Here’s how four major cities are dealing with the scooting trend:
Twenty-year-old Carlos Sanchez-Martin of Silver Spring, Maryland, died after he collided with an SUV in northwest Washington, D.C., while riding his Lime scooter on Sept. 21, reported WaPo. A witness said Sanchez-Martin was dragged more than 20 yards by the SUV and was trapped beneath it when first responders came to his aid.
Sanchez-Martin’s death was the District’s first “shared scooter” death since scooters started operating in the area in the spring, D.C. Department of Transportation spokesman Terry Owens told WaPo.
Washington, D.C., requires electric scooter service users to be over 16 and does not mandate wearing helmets. Riders can scoot on the sidewalk in some parts of the district, according to WUSA9.
Twenty-four-year-old Jacoby Stoneking died while riding an electric scooter in Dallas on Sept. 1. He injured himself and was able to contact a friend to say he had hurt his foot, but Stoneking was found unresponsive by his badly damaged scooter minutes later, according to CBSDFW. He later died. Stoneking’s family wondered if a car had been involved in the accident.
Lime and Bird came to Dallas, where users 18 and up can ride on sidewalks or highways, in July, reported the Dallas Business Journal.
Los Angeles handed out its first misdemeanor conviction for “scooting under the influence,” city officials said Wednesday according to the Los Angeles Times.
Twenty-eight-year-old Nicholas Kauffroath was convicted for hitting a pedestrian while his blood-alcohol level was 0.279, which is triple the legal limit, according to the LA Times.
He pleaded no contest to “one count of operating a motorized scooter while under the influence, and one of hit-and-run,” reported the LA Times. Kauffroath received three years’ probation plus a $550 fine, and he will also be required to go through a three-month DUI program.
The Los Angeles Police Department had to add a code so that law enforcement can track scooter accidents in September, reported the LA Times.
Salt Lake City
Reliable statistics about injuries and electric scooters will not be available for months at least as many cities started permitting the vehicles in 2018, but doctors at a Salt Lake City hospital reported “a 161 percent increase in the number of visits involving scooters after comparing its latest statistics with the same three-month period a year earlier,” reported the WaPo.
Scooter accident victims jumped from eight between June and September 2017 to 21 during the same time period in 2018, emergency room doctors at University of Utah Health said according to WaPo.
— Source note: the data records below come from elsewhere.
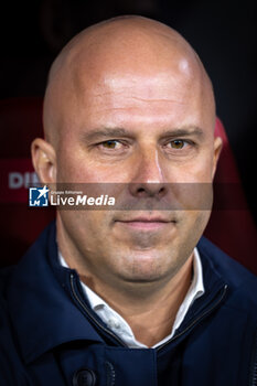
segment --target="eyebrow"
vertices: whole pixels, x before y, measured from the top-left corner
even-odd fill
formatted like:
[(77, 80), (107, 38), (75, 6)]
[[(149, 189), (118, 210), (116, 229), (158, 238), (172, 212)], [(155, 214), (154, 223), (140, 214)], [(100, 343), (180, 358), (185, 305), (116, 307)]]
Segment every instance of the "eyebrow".
[[(203, 129), (196, 126), (186, 126), (183, 128), (174, 128), (170, 130), (165, 130), (162, 135), (161, 138), (167, 138), (167, 137), (186, 137), (186, 136), (196, 136), (196, 137), (202, 137), (204, 135)], [(117, 138), (117, 137), (127, 137), (127, 138), (132, 138), (133, 135), (131, 131), (128, 131), (124, 128), (104, 128), (104, 129), (96, 129), (92, 130), (89, 132), (83, 132), (82, 139), (85, 141), (92, 141), (96, 140), (97, 138)]]

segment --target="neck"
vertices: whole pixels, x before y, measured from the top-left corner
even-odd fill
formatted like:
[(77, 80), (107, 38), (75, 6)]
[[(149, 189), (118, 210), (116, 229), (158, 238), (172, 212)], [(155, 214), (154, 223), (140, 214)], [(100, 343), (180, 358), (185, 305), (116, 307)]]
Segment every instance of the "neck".
[[(83, 276), (81, 279), (98, 293), (130, 325), (136, 339), (148, 347), (171, 333), (176, 313), (191, 285), (193, 255), (161, 288), (153, 283), (131, 285), (131, 291), (117, 291)], [(151, 286), (151, 290), (148, 287)], [(137, 296), (135, 296), (137, 294)]]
“Most of the patients with these injuries specifically reported that they were riding an e-scooter or a rental scooter,” University of Utah Health physician Troy Madsen said according to WaPo. “Interestingly, more than 80 percent of the injuries this year happened between Aug. 15 and Sept. 15, which would correspond with the increasing popularity and availability of the e-scooters.”
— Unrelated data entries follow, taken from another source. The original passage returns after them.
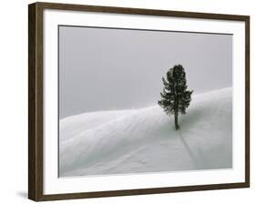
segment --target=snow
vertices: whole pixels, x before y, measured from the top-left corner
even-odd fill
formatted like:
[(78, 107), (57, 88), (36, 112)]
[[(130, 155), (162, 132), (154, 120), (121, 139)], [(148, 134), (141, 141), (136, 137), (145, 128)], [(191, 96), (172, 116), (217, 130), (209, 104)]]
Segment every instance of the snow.
[(179, 122), (158, 105), (63, 118), (59, 176), (232, 168), (230, 87), (192, 96)]

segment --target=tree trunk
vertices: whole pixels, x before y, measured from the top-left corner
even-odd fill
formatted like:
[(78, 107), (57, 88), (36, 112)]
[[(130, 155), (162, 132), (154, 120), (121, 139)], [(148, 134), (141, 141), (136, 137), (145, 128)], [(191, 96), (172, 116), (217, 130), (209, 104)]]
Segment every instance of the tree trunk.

Many of the patients injured themselves while trying to catch themselves after a fall, Madsen said according to WaPo. Several admitted they were under the influence and not wearing helmets. (RELATED: Flu Season Is Coming. The CDC Is Warning About What Happened Last Year)
“E-scooters are a new mode of transportation and that’s one reason why safety is our top priority at Bird,” the scooter company said in a response to the hospital’s statistics according to WaPo. “We understand the temptation to focus on any increase in incidents, but it’s wrong to compare a period when there were no e-scooters to today when they are being used by thousands of riders in dozens of U.S. cities.”